Le Chinois prit un air excédé et ouvrit lentement
la porte.
Mattei entrevit des caisses vides et beaucoup de
poussière.
« Vous pourriez allumer ?
— Il n'y a pas l'électricité. »
Mattei prit une lampe de poche et en promena le
faisceau tout autour du réduit. Il l'arrêta sur un objet sombre
derrière une des caisses. Il le ramassa. C'était un couvre-objectif
d'appareil photo.
« C'est à vous ?
— Non, je ne l'ai jamais vu. C'est peut-être à
l'un des employés. »
Mattei hocha la tête, le regard soudain
durci.
« Peu soigneux, ces employés, pour laisser traîner
un truc comme ça dans un débarras. Vous ne croyez pas ? »
Il tendit l'objet à l'un des inspecteurs.

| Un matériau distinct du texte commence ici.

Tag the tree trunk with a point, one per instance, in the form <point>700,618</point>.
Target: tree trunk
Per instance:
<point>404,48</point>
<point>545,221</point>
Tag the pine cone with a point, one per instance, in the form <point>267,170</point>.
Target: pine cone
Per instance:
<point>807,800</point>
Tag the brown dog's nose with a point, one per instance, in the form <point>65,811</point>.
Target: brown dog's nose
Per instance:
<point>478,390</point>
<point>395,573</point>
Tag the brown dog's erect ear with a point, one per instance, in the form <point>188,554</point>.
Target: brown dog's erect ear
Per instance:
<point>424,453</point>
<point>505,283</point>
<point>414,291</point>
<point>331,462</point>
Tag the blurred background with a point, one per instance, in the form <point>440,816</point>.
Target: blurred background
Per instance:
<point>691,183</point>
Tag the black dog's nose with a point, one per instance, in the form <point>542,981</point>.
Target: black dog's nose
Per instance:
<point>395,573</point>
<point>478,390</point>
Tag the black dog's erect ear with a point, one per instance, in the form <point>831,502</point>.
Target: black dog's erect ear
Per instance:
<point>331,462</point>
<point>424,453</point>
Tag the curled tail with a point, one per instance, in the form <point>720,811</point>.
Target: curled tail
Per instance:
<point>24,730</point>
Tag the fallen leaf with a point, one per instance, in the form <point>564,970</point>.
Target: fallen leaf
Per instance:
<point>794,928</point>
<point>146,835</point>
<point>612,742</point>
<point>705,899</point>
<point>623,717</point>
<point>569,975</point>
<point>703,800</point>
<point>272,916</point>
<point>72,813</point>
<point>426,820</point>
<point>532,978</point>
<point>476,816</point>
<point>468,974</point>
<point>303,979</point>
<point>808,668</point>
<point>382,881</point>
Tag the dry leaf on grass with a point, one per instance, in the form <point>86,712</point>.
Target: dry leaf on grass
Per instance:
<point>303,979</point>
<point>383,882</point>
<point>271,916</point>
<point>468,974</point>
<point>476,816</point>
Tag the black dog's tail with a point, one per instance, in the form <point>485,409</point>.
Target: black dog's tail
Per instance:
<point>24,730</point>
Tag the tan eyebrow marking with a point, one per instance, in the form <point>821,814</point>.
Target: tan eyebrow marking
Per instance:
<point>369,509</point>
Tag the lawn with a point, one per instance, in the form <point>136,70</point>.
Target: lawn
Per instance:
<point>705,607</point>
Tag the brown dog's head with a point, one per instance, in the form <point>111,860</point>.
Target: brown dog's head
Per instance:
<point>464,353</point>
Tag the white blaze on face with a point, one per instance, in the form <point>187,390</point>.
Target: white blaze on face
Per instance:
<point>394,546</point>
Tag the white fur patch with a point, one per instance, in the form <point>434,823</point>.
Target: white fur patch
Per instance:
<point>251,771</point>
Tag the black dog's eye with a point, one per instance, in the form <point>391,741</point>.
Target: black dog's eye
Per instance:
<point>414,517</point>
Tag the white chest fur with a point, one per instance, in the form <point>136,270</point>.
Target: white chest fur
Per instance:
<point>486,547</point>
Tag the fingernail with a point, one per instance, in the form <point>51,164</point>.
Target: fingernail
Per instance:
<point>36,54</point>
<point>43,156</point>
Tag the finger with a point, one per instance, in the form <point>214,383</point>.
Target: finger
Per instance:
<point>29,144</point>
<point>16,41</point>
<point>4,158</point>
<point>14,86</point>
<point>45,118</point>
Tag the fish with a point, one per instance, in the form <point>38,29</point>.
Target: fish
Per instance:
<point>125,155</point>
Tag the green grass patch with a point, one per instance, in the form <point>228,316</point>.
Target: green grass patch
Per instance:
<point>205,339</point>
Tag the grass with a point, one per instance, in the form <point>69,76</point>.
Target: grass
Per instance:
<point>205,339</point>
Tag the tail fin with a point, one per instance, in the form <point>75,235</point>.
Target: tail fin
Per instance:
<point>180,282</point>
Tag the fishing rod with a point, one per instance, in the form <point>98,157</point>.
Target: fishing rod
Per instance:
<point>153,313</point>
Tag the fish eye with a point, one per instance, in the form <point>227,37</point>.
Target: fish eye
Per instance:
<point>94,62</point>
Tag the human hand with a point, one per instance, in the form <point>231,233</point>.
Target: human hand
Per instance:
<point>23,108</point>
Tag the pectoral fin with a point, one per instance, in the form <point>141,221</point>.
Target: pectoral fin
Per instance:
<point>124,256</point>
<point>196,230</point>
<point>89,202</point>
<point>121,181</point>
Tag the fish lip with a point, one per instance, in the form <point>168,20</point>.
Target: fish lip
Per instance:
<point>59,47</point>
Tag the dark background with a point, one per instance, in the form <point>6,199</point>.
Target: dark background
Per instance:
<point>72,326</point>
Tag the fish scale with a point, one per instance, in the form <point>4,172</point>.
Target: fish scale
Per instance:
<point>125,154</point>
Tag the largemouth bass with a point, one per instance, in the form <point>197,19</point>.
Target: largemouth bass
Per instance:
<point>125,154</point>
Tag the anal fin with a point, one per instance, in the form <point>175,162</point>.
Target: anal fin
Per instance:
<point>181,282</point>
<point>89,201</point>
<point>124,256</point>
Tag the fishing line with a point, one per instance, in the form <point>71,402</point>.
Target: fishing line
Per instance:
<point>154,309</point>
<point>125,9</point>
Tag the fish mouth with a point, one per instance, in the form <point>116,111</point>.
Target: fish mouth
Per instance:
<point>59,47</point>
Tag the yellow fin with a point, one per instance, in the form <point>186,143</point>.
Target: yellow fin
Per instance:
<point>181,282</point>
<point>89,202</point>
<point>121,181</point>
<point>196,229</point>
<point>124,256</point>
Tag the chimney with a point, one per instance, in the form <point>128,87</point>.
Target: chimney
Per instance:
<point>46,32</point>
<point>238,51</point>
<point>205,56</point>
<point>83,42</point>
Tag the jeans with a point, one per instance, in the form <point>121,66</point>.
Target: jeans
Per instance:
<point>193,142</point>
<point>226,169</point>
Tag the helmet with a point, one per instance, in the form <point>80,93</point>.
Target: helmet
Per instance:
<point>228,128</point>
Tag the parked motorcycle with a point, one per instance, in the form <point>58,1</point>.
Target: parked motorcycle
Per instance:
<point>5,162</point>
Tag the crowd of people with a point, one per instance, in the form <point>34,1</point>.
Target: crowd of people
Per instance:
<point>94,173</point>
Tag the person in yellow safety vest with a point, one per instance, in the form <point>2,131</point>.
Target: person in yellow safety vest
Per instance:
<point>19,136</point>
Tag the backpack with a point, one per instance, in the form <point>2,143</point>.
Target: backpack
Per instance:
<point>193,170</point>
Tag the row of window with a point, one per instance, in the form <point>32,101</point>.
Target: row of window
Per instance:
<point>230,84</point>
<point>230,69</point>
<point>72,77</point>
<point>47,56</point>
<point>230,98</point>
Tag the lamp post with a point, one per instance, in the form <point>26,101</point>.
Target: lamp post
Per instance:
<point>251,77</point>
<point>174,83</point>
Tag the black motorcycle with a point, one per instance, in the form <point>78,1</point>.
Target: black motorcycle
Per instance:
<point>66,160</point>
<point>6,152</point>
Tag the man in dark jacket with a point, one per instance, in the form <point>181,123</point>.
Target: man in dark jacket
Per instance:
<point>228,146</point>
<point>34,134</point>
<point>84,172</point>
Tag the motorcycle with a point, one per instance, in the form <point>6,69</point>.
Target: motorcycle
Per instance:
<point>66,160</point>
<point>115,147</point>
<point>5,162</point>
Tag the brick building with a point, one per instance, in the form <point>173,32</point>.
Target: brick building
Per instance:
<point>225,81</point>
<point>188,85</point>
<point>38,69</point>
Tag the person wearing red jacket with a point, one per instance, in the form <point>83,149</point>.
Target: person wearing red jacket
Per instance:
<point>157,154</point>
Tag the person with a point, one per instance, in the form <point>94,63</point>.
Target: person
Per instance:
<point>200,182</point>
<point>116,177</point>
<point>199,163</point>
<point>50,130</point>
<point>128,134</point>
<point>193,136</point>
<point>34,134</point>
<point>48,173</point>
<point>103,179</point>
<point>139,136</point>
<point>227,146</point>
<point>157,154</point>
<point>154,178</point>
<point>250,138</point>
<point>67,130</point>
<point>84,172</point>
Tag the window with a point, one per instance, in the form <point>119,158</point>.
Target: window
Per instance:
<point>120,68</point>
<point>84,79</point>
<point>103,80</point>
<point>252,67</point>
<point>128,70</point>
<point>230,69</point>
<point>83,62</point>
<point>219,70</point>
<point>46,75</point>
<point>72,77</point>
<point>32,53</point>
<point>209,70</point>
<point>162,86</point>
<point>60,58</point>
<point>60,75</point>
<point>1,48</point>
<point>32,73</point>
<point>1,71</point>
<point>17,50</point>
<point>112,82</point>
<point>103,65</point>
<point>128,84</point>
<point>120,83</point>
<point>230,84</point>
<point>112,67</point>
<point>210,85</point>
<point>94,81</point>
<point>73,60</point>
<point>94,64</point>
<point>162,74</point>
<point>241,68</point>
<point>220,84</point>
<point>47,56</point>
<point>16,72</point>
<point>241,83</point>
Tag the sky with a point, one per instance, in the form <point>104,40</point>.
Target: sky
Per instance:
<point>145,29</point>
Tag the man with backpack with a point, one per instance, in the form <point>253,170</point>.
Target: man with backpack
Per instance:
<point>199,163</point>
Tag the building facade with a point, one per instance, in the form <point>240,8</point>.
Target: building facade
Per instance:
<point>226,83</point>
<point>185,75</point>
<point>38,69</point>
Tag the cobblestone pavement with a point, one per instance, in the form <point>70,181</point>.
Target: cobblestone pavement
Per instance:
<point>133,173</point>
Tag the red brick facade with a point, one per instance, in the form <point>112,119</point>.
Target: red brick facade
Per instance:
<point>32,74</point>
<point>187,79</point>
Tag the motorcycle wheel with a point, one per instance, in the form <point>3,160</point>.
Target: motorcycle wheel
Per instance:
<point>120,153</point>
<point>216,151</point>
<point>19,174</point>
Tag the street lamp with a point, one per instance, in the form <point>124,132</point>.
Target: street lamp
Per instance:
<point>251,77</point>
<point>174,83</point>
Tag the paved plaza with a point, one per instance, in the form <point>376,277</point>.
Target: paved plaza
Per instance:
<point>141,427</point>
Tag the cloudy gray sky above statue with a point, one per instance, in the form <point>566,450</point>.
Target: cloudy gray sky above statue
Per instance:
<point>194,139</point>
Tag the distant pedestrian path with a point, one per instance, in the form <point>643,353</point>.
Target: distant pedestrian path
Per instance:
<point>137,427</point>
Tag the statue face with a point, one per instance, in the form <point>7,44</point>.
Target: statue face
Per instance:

« Garde-le et inscris-le sur ton
procès-verbal de saisie. C'est tout ce qui
m'intéresse pour le moment. »
Ils redescendirent au rez-de-chaussée. Mattei
envoya l'un des inspecteurs visiter le sous-sol. Le policier revint
au bout de quelques minutes.
« Rien que des toilettes, un téléphone à carte et
un placard à balais. »
L'inspecteur établit rapidement le procès-verbal
et le fit signer par le barman. Celui-ci reprit sa place derrière
son comptoir, suant la rage par tous les pores de son visage
empâté.
« Vous voyez, dit Mattei, qu'on finit toujours par
s'entendre entre gens de bonne volonté. J'ai pris beaucoup de
plaisir à votre compagnie, monsieur le barman, un plaisir si grand
que je sens que je vais revenir vous voir très, très, très
bientôt... »
« Alors ? demanda Morturier.
— Pas de Godard. Mais j'ai trouvé ça, et je veux
bien être pendu si ça ne fait pas partie de sa panoplie de
photographe.
— Bon... Envoie-ce machin au labo, et qu'ils
voient si ça dit quelque chose. »
« Le nombre des appareils informatiques suppose
une grande activité. Or il n'y avait personne...
— Le ratage de l'affaire Khmers rouges a dû les
inciter à la prudence. Ils doivent avoir préféré se mettre en
sommeil jusqu'à ce que les choses se tassent. Il est clair qu'on a
affaire à une officine de trafics louches et probablement de
blanchiment d'argent sale. Il va falloir que les financiers
s'occupent d'eux, et sérieusement. Mais auparavant il faudra qu'ils
me rendent des comptes pour Godard.
— J'ai demandé aux fichiers de nous préparer tout
ce qu'ils ont sur eux. Et surtout sur le boss qui pilote
l'ensemble. »
Morturier éteignit sa cigarette et se leva.
« Maintenant, il est temps d'aller voir du côté de
ces messieurs de Vitry-sur-Seine.
— Je viens avec vous, patron ?
— Non, mon petit, tu ne viens pas avec moi ! J'ai
un autre boulot pour toi. »
Mattei tomba des nues.
« Un autre boulot ?
— Oui, et particulièrement délicat. »
Il regarda sa montre.
« Et il va même falloir que
tu t'y mettes tout de suite. Voilà ce que tu vas faire. Tu vas
prendre deux gars avec toi et aller te poster discrètement
boulevard Saint-Jacques, à proximité de l'entreprise de composants
électroniques où travaille Stéphanie, la mignonne de belle allure.
Tu la files sans la lâcher,, où qu'elle aille, jusqu'à ce qu'elle
se décide à rentrer chez elle. Alors tu l'alpagues devant sa porte,
tu montes avec elle et tu passes son appartement au peigne fin...
Et n'aie pas peur de retourner les tiroirs et de regarder sous les
lits... Fonce là-bas. On se retrouvera ici après accomplissement de
nos missions respectives. » .
Mattei resta bouche-bée.
Morturier avait déjà mis la main sur son
téléphone, et demandait au juge Devaucelles de délivrer une
commission rogatoire au nom de Stéphanie Girardin.